Alex's Lemonade Stand Foundation
- Founder Alex Scott
- Founded: January 18, 2005; 21 years ago
- Founder: Alexandra "Alex" Scott
- Tax ID no.: 56-2496146
- Legal status: 501(c)(3) nonprofit organization
- Headquarters: Bala Cynwyd, Pennsylvania, United States
- Services: Grantmaking for medical research; public awareness and education; travel for pediatric cancer patients and their families.
- Chair: Stephen Cohn
- Co-executive director: Jason Scott
- Co-executive director: Elizabeth Scott
- Revenue: $18,236,617 (2014)
- Expenses: $18,077,820 (2014)
- Endowment: $837,717
- Employees: 48 (2014)
- Volunteers: 22,470 (2014)
- Website: www.alexslemonade.org

= Alex's Lemonade Stand Foundation =

American pediatric cancer charity

Alex's Lemonade Stand Foundation (ALSF), previously known as Alex's Lemonade Stand, is an American pediatric cancer charity started by Alexandra "Alex" Scott (January 18, 1996 – August 1, 2004), who lived in Connecticut before moving to Pennsylvania.
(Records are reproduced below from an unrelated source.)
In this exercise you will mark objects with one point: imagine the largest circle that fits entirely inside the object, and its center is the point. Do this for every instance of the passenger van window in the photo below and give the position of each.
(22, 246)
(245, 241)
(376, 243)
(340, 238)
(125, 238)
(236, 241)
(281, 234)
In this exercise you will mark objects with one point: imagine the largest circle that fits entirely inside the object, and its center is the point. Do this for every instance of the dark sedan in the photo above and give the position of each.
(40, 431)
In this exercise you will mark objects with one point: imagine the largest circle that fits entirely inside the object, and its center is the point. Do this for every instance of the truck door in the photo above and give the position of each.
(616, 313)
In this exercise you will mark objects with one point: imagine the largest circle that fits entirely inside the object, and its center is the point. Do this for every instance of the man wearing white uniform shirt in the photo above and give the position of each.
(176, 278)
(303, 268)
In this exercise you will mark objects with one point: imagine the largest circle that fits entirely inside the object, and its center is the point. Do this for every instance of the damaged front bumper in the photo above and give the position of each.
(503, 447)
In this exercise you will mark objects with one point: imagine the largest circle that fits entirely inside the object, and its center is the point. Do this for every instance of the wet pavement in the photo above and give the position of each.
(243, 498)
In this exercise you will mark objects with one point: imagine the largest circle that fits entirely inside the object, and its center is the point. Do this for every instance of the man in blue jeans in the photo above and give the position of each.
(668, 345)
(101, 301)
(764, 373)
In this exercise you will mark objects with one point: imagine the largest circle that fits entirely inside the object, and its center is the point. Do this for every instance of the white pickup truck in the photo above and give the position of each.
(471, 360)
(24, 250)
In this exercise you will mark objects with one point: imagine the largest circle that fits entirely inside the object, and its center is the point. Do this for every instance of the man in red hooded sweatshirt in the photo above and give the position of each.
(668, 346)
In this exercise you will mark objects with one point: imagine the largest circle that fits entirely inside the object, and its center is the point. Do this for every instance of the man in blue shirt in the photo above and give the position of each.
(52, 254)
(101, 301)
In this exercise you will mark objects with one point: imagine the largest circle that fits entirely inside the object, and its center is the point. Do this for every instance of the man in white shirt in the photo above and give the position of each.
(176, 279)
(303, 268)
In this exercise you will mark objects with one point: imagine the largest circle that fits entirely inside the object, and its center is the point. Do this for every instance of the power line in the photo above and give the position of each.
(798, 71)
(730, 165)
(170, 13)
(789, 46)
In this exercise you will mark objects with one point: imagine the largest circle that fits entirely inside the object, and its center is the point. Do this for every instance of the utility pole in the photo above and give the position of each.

Scott suffered from neuroblastoma.

==History==
Alex Scott held the first lemonade stand in 2000. Five years later the foundation was started in 2005 by Alex's parents.

In November 2019, Alex's Lemonade Stand Foundation was named Non-Profit Organization of the Year by The Chamber of Commerce For Greater Philadelphia.